Retrospective Analysis of the Epidemiology Literature Using Meta-Analyses Results

In this document, we explore the relationship between the reported estimated effect sizes of air pollutants on health outcomes and the precision of these estimates in the epidemiology literature. Since our automated search of the literature does not allow us to easily standardize estimates, we rely on two recently published meta-analysis by Orellano et al. (2020) and Shah et al. (2015) whose data are openly available:

Compared to the causal inference literature on this topic, the “standard” epidemiology literature is much more homogeneous since it has produced many studies with very similar designs (i.e., same statistical model, same specification, same health outcome, etc.).

For each study of these two datasets, we also compute their statistical power, type M and S errors using the results of the meta-analysis as guesses for the true effect sizes of an air pollutant on an health outcome.

Loading Packages and Data

Show the packages used
library("groundhog")
packages <- c(
  "here",
  "tidyverse", 
  "knitr",
  "retrodesign",
  "janitor",
  "mediocrethemes"
  # "vincentbagilet/mediocrethemes"
)

# groundhog.library(packages, "2022-11-28")
lapply(packages, library, character.only = TRUE)
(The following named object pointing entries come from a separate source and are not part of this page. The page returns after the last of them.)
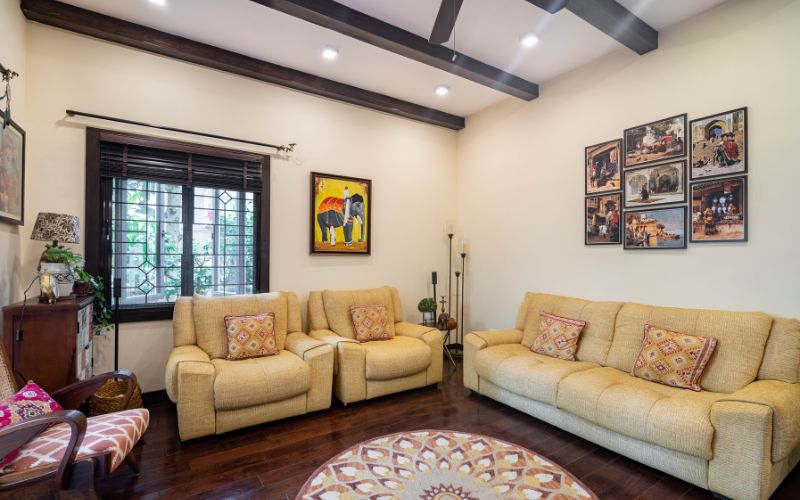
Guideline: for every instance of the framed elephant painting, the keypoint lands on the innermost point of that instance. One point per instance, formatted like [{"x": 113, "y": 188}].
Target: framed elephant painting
[{"x": 341, "y": 214}]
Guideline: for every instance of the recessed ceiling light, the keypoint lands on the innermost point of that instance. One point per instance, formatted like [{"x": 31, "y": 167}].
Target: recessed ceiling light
[
  {"x": 330, "y": 53},
  {"x": 529, "y": 40}
]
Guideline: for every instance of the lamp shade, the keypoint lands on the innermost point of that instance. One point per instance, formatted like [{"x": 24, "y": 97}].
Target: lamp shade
[{"x": 57, "y": 227}]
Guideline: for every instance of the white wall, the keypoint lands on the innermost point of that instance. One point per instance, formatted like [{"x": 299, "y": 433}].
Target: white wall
[
  {"x": 12, "y": 55},
  {"x": 412, "y": 166},
  {"x": 521, "y": 194}
]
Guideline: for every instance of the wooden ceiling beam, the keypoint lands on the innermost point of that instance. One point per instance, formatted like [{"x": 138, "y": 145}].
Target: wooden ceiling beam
[
  {"x": 115, "y": 30},
  {"x": 342, "y": 19}
]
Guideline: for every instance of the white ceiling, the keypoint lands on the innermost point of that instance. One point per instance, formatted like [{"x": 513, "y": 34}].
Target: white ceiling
[{"x": 487, "y": 30}]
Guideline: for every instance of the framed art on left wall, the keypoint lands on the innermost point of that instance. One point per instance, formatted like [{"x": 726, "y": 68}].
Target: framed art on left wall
[
  {"x": 341, "y": 214},
  {"x": 12, "y": 173}
]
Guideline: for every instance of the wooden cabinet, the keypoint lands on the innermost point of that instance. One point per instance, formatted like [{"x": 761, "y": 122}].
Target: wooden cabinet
[{"x": 56, "y": 344}]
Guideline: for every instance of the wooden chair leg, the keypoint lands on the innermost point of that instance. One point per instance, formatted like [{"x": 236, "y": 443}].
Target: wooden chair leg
[{"x": 132, "y": 463}]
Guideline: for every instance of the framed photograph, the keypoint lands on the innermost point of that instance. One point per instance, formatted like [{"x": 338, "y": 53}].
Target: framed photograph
[
  {"x": 656, "y": 141},
  {"x": 719, "y": 210},
  {"x": 655, "y": 185},
  {"x": 719, "y": 144},
  {"x": 341, "y": 214},
  {"x": 12, "y": 173},
  {"x": 655, "y": 229},
  {"x": 602, "y": 167},
  {"x": 603, "y": 219}
]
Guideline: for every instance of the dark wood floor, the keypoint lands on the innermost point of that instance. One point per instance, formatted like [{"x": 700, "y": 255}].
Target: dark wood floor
[{"x": 273, "y": 460}]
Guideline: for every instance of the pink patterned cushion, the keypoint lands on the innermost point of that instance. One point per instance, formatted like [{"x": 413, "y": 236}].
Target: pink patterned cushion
[
  {"x": 30, "y": 401},
  {"x": 114, "y": 434}
]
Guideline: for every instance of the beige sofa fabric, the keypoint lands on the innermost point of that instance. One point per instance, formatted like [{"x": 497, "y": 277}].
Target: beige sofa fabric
[
  {"x": 741, "y": 338},
  {"x": 214, "y": 395},
  {"x": 413, "y": 358},
  {"x": 739, "y": 437}
]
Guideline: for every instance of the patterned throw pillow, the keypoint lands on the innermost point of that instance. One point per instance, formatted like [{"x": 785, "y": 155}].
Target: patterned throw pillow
[
  {"x": 371, "y": 323},
  {"x": 673, "y": 358},
  {"x": 30, "y": 401},
  {"x": 558, "y": 337},
  {"x": 251, "y": 336}
]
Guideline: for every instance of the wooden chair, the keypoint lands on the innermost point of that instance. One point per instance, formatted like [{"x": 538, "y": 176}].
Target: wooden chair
[{"x": 104, "y": 441}]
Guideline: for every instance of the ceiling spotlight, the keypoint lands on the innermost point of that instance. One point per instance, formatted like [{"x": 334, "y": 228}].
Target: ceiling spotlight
[
  {"x": 529, "y": 40},
  {"x": 330, "y": 53}
]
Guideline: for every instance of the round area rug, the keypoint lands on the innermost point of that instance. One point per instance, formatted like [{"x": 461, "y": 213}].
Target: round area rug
[{"x": 440, "y": 465}]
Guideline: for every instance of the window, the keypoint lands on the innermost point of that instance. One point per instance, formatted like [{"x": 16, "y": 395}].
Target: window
[{"x": 172, "y": 219}]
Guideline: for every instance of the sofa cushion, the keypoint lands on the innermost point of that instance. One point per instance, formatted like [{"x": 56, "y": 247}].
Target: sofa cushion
[
  {"x": 515, "y": 368},
  {"x": 673, "y": 358},
  {"x": 337, "y": 306},
  {"x": 398, "y": 357},
  {"x": 209, "y": 318},
  {"x": 558, "y": 336},
  {"x": 677, "y": 419},
  {"x": 599, "y": 317},
  {"x": 741, "y": 338},
  {"x": 371, "y": 323},
  {"x": 249, "y": 382}
]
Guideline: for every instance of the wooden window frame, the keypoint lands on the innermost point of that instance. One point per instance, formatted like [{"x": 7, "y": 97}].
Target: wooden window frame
[{"x": 98, "y": 208}]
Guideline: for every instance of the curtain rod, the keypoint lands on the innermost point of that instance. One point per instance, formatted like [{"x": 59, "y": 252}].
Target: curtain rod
[{"x": 287, "y": 148}]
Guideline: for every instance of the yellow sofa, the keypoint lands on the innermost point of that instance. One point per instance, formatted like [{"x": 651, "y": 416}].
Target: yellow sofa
[
  {"x": 738, "y": 437},
  {"x": 214, "y": 395},
  {"x": 413, "y": 358}
]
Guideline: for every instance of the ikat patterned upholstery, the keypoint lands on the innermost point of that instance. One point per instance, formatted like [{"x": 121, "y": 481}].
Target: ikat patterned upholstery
[
  {"x": 371, "y": 323},
  {"x": 114, "y": 434},
  {"x": 251, "y": 336},
  {"x": 30, "y": 401},
  {"x": 558, "y": 336},
  {"x": 673, "y": 358}
]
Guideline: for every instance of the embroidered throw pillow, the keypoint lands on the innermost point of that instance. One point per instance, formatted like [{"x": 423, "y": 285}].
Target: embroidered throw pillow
[
  {"x": 251, "y": 336},
  {"x": 30, "y": 401},
  {"x": 558, "y": 337},
  {"x": 673, "y": 358},
  {"x": 371, "y": 323}
]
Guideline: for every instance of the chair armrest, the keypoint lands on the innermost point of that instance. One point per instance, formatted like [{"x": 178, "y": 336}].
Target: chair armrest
[
  {"x": 406, "y": 329},
  {"x": 178, "y": 355},
  {"x": 16, "y": 435},
  {"x": 73, "y": 395}
]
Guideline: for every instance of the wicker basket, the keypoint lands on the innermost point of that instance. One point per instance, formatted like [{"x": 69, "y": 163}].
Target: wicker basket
[{"x": 108, "y": 398}]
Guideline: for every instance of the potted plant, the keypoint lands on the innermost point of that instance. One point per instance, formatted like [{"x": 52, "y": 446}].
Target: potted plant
[
  {"x": 60, "y": 263},
  {"x": 427, "y": 307}
]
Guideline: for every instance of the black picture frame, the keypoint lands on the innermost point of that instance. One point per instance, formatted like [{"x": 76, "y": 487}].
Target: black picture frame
[
  {"x": 698, "y": 209},
  {"x": 629, "y": 173},
  {"x": 682, "y": 240},
  {"x": 694, "y": 155},
  {"x": 600, "y": 148},
  {"x": 593, "y": 234},
  {"x": 319, "y": 247},
  {"x": 5, "y": 216},
  {"x": 629, "y": 134}
]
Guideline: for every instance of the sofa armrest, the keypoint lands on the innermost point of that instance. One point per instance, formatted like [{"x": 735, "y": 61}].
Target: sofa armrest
[
  {"x": 318, "y": 356},
  {"x": 177, "y": 356},
  {"x": 475, "y": 341},
  {"x": 406, "y": 329}
]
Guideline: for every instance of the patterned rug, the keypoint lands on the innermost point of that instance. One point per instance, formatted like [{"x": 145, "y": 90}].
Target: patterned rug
[{"x": 440, "y": 465}]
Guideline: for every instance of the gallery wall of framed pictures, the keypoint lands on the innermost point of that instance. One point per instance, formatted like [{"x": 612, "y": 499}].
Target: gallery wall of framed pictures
[{"x": 644, "y": 194}]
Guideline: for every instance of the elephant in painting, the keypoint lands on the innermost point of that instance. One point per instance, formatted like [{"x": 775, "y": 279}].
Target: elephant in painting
[{"x": 339, "y": 212}]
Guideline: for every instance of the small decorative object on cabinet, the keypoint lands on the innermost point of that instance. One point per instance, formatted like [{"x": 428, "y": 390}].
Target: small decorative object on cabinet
[{"x": 49, "y": 343}]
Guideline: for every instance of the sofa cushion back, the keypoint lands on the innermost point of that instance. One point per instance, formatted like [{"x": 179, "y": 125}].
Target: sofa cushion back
[
  {"x": 336, "y": 304},
  {"x": 595, "y": 339},
  {"x": 209, "y": 317},
  {"x": 741, "y": 338},
  {"x": 782, "y": 353}
]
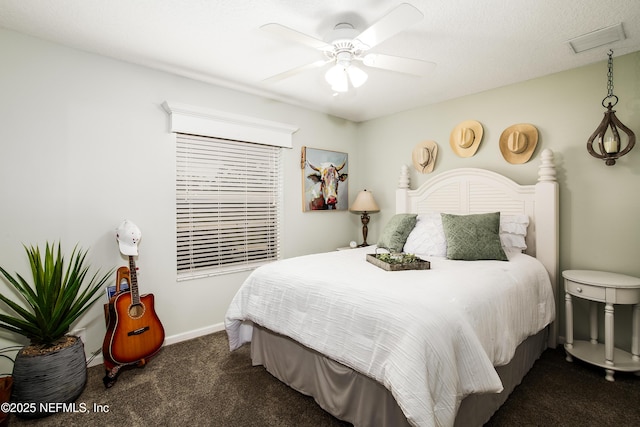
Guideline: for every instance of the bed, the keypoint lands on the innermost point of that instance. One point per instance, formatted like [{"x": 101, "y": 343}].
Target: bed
[{"x": 383, "y": 348}]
set_mediocre_all(pal = "leo")

We open the two meta-analysis datasets and clean them.

Show code
data_orellano_2020 <-
  read_csv(here::here(
    "data",
    "meta_analyses_epi",
    "meta_analysis_orellano_2020.csv"
  )) |> 
  janitor::clean_names() |> 
  # remove studies using the one hour maximum concentration of no2
  mutate(time_period = ifelse(is.na(time_period), "unknown", time_period)) |> 
  filter(time_period != "1 hr") |> 
  select(
    article, 
    continent, 
    age_group, 
    sex, 
    pollutant, 
    unit_measurement = unit_of_measurement,
    time_period,
    cause_death = cause_of_death,
    point_estimate = "single_pollutant_effect_estimate",
    lower_bound_ci = "single_pollutant_lower_interval_limit_95_percent_ci",
    upper_bound_ci = "single_pollutant_higher_interval_limit_95_percent_ci"
  ) |> 
  mutate(year = str_extract(article, "[[:digit:]]+") %>% as.numeric(.))

data_shah_2015 <-
  readxl::read_excel(here::here("data", "meta_analyses_epi", "meta_analysis_shah_2015.xlsx")) %>%
  mutate(air_pollutant = str_to_upper(air_pollutant))
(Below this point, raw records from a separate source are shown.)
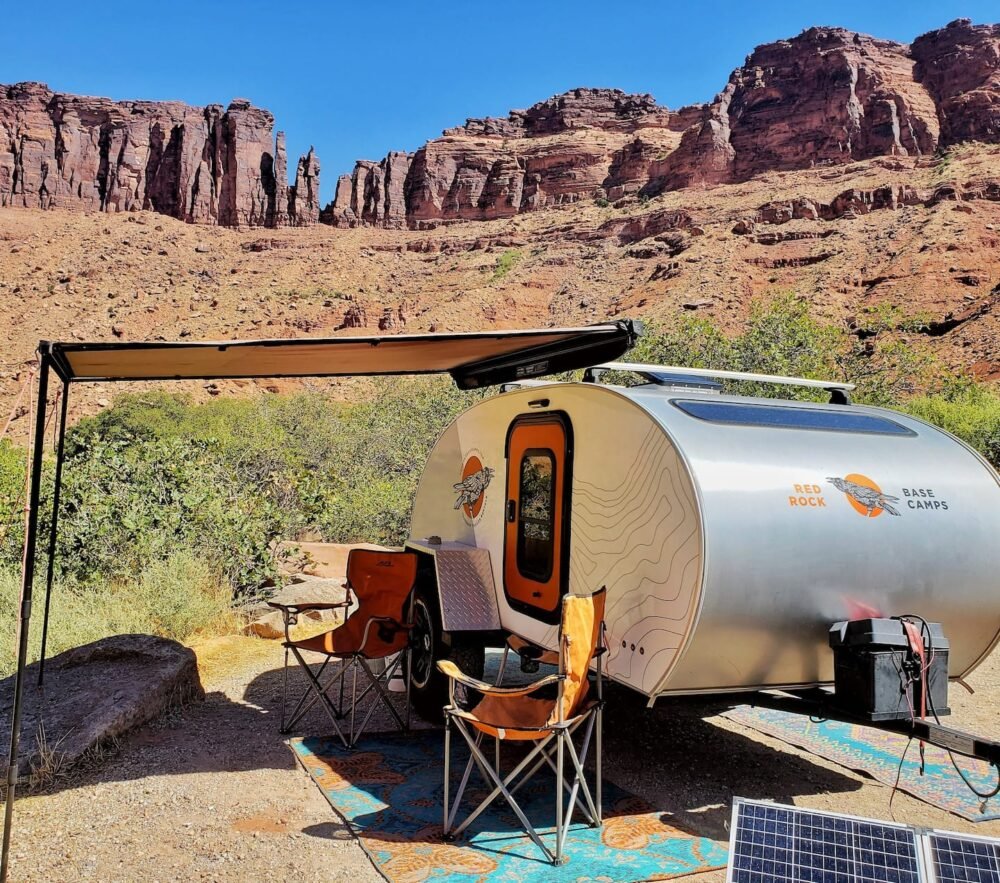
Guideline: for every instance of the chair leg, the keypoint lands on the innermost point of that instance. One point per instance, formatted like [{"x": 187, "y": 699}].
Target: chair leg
[
  {"x": 599, "y": 748},
  {"x": 409, "y": 681},
  {"x": 445, "y": 825},
  {"x": 354, "y": 697},
  {"x": 500, "y": 787},
  {"x": 560, "y": 739},
  {"x": 284, "y": 692},
  {"x": 466, "y": 773},
  {"x": 320, "y": 695},
  {"x": 503, "y": 665},
  {"x": 381, "y": 695}
]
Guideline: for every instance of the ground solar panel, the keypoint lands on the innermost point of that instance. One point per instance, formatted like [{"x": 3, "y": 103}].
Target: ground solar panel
[
  {"x": 961, "y": 859},
  {"x": 790, "y": 845}
]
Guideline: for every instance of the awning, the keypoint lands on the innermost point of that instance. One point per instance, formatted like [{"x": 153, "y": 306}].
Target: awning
[{"x": 473, "y": 359}]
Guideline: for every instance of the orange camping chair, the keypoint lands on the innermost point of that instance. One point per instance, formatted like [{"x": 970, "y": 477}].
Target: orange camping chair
[
  {"x": 378, "y": 628},
  {"x": 547, "y": 713}
]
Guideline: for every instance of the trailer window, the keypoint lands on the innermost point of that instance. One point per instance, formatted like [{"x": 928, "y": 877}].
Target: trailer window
[
  {"x": 740, "y": 414},
  {"x": 535, "y": 521}
]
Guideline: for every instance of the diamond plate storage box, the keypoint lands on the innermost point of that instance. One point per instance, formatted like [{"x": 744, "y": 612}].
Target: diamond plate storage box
[{"x": 877, "y": 675}]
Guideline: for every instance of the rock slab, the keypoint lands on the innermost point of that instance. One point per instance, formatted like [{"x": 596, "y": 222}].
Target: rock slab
[
  {"x": 204, "y": 165},
  {"x": 95, "y": 693},
  {"x": 826, "y": 97}
]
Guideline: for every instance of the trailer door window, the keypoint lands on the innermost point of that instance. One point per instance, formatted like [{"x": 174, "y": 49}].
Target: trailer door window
[
  {"x": 536, "y": 520},
  {"x": 536, "y": 515}
]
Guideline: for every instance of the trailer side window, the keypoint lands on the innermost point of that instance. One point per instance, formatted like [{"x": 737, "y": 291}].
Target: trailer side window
[
  {"x": 778, "y": 416},
  {"x": 536, "y": 519}
]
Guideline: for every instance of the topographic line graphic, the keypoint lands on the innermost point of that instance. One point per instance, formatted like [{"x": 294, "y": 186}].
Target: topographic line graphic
[
  {"x": 646, "y": 560},
  {"x": 622, "y": 490},
  {"x": 627, "y": 517},
  {"x": 596, "y": 505}
]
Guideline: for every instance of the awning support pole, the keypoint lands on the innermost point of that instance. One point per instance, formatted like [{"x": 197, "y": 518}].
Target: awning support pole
[
  {"x": 57, "y": 488},
  {"x": 27, "y": 580}
]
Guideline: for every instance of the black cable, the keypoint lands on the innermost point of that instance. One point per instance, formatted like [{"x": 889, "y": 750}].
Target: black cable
[{"x": 984, "y": 796}]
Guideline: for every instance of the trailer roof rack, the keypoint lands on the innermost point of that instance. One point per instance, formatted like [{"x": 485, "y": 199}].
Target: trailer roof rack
[{"x": 674, "y": 375}]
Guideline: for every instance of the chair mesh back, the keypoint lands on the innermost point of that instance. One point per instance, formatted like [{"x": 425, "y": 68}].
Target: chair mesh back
[
  {"x": 580, "y": 631},
  {"x": 382, "y": 582}
]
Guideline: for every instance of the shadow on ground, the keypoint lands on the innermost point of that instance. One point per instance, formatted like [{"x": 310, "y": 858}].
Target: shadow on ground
[{"x": 674, "y": 756}]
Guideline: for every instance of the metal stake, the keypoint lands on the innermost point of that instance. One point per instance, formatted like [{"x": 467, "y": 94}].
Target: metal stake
[
  {"x": 56, "y": 491},
  {"x": 27, "y": 584}
]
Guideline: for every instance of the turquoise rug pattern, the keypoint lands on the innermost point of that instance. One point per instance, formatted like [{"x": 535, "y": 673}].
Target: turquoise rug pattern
[
  {"x": 877, "y": 753},
  {"x": 390, "y": 792}
]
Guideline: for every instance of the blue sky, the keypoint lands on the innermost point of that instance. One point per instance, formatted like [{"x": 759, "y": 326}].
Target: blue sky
[{"x": 357, "y": 80}]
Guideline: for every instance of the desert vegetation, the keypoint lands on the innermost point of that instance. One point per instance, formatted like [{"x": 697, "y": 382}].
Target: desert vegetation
[{"x": 172, "y": 511}]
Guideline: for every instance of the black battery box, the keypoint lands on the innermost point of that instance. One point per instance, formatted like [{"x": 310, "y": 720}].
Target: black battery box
[{"x": 877, "y": 675}]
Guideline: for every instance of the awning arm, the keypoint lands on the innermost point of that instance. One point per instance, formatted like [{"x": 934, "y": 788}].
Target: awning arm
[{"x": 549, "y": 358}]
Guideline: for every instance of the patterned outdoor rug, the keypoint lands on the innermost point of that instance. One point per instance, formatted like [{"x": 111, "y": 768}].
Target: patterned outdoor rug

Orellano et al. (2020) Meta-Analysis

We start by exploring the studies gathered by Orellano et al. (2020) on the short-term associations between air pollutants and mortality for all causes and specific causes. We first select studies focusing mortality for all ages and sexes. We then compute our metric for precision, which the inverse of the standard error, and also calculate the width of the 95% confidence intervals:

Relative Risks versus Precision

We plot below the relationship between estimated relative risks for all-cause mortality and precision for each air pollutant (N=176 estimates):

We draw the same initial graph but for respiratory mortality (N=56 estimates):

We draw the same previous graph but now for cardiovascular mortality (N=64 estimates):

Evolution of Precision over Time

We plot below the mean width of 95% confidence intervals over time for estimated relative risks of all-cause mortality:

95% CI Width as a Percentage of Estimated Relative Risk

We finally display the distribution of the 95% CI width expressed as percentage of the estimated relative risk.
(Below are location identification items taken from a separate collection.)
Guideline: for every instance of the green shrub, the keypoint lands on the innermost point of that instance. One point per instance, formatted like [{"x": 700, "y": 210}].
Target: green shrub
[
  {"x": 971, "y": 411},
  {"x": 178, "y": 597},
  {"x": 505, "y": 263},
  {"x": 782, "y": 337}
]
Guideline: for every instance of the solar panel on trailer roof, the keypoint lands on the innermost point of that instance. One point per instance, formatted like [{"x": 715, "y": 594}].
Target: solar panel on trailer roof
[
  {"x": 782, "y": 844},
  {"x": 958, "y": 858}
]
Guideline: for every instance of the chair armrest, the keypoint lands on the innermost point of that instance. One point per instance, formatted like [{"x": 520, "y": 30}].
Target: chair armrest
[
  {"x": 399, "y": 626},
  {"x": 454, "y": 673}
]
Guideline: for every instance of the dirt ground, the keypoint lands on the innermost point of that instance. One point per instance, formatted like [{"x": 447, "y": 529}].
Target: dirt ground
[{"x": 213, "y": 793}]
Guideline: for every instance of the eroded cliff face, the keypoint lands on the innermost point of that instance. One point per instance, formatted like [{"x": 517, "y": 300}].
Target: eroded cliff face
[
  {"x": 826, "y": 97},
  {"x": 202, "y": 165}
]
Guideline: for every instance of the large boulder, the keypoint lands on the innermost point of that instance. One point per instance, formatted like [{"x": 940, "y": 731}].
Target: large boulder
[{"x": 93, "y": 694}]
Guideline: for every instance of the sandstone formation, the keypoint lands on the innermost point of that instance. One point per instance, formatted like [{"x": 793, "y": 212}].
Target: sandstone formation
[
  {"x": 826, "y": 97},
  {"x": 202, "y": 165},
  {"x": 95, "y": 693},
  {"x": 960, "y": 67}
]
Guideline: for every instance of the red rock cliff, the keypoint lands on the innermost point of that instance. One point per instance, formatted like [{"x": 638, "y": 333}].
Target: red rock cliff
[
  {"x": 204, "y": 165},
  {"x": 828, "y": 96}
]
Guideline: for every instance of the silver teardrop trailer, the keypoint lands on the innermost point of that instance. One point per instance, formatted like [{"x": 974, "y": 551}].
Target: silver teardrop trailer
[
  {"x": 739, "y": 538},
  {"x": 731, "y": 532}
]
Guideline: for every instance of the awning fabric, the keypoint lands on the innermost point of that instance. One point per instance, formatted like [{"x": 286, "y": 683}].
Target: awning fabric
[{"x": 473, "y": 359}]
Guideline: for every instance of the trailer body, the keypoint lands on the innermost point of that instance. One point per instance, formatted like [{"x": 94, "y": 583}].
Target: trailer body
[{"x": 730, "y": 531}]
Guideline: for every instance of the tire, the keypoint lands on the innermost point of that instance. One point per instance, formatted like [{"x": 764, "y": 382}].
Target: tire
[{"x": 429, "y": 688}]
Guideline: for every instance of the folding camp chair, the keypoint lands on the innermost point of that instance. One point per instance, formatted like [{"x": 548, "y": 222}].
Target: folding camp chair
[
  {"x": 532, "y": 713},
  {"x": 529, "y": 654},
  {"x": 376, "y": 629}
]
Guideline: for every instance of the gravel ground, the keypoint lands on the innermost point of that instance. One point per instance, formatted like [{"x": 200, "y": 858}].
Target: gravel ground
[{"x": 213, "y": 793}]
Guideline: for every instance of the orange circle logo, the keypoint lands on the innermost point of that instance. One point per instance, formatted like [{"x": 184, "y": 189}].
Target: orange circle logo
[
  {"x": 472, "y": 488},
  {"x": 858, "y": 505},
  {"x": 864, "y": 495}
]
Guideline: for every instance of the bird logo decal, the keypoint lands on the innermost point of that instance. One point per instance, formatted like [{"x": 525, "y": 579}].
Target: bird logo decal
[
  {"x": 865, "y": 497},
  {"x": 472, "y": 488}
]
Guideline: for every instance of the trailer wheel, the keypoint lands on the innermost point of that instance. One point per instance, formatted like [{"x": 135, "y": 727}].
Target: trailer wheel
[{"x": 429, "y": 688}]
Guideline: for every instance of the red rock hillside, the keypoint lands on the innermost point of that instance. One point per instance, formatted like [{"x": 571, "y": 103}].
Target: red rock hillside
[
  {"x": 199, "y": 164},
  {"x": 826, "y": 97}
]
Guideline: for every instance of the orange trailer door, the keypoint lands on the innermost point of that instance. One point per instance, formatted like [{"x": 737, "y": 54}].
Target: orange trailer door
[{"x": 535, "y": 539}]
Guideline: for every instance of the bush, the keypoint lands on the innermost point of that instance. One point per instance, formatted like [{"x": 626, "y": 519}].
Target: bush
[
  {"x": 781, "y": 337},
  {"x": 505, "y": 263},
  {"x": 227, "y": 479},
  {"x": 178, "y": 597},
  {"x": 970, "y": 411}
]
Pollutant Mean Standard Deviation Minum Maximum
NO2 9 % 23.9 % 0.3 % 138.6 %
O3 5 % 12.1 % 0.1 % 71.2 %
PM10 3.5 % 8.3 % 0.1 % 59.3 %
PM2.5 7.5 % 15.3 % 0.1 % 74.6 %

Results on PM\(_{10}\) are the more precise.

Computing Statistical Power, Type M and S errors

We compute in this section the statistical power, the probability to make a Type S error and the exaggeration factor (the average Type M error) for studies included in the meta-analysis. As a guess for the true effect size of each study, we extract the meta-analysis estimates displayed in the Table 1 of the article. We then rely on the https://github.com/andytimm/retrodesign package to compute the statistical power, type M and S error.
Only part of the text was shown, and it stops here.